Mulqi has been charged by the king with organizing new elections by October.
The king accepted the resignation of Prime Minister Abdullah Ensour before appointing Mulqi by royal decree. Under the constitutional rules the election must be held within four months, noted Reuters.
Jordan's main political opposition comes from the Muslim Brotherhood movement but it faces increasing legal curbs on its activities, leaving mostly pro-monarchy parties and some independent Islamists and politicians to compete in these elections, political analysts say.
The Jordanian branch of the Muslim Brotherhood was designated by the kingdom as a terrorist group in December of 2014 and one of its top members was later charged with "souring ties with a foreign country" by criticizing the United Arab Emirates (UAE).
At the same time, compared with the tough crackdowns on Islamist groups in Egypt and Gulf countries, Jordanian authorities have been relatively tolerant of the Brotherhood's presence.
The Brotherhood wants sweeping political reforms but stops short of demanding the overthrow of the monarchy in Jordan, noted Reuters.

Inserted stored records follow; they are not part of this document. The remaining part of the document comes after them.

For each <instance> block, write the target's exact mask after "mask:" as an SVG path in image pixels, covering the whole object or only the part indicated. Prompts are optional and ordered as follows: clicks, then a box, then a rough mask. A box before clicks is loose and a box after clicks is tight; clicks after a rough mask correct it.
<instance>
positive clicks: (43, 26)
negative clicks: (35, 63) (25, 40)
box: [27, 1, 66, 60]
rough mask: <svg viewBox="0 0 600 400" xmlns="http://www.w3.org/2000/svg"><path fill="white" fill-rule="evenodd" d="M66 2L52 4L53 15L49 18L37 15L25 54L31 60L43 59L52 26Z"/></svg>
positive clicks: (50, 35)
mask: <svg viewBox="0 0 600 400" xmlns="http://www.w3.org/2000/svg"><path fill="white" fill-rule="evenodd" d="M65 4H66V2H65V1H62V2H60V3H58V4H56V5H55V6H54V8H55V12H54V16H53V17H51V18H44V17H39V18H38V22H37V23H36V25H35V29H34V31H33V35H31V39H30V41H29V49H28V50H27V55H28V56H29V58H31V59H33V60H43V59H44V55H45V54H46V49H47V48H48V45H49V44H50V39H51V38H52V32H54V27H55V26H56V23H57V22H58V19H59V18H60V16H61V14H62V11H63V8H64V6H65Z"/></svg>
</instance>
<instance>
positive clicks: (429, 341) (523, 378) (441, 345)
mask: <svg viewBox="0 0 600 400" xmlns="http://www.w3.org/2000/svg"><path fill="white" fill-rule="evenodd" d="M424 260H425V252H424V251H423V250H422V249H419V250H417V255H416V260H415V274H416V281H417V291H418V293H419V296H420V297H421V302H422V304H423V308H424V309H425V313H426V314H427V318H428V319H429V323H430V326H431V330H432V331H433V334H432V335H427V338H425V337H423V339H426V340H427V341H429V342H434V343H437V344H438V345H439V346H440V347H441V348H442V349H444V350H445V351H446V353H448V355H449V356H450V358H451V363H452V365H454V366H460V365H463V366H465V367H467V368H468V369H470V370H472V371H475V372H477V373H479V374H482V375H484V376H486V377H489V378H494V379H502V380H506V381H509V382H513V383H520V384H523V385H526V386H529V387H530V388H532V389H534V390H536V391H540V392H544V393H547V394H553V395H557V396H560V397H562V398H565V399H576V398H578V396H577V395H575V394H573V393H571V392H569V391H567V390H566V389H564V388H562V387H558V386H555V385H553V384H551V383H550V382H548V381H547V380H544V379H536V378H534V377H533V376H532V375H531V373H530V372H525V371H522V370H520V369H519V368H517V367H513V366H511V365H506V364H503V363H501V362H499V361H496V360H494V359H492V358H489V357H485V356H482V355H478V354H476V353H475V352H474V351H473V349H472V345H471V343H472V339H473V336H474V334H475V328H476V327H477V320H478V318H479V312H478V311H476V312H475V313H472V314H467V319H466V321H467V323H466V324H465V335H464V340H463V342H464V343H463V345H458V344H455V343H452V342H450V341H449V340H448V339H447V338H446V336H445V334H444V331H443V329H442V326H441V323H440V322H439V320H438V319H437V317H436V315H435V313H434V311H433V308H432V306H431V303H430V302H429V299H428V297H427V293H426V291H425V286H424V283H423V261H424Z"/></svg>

Its political arm in Jordan, the Islamic Action Front, represents many disenfranchised Jordanians of Palestinian origin, who are in the majority in the population of seven million and live mostly in urban areas.
Though Jordan has a peace treaty with Israel, the country’s parliament, which is made up mostly of Islamists, remains anti-Israel and its members have more than once called to annul the peace treaty.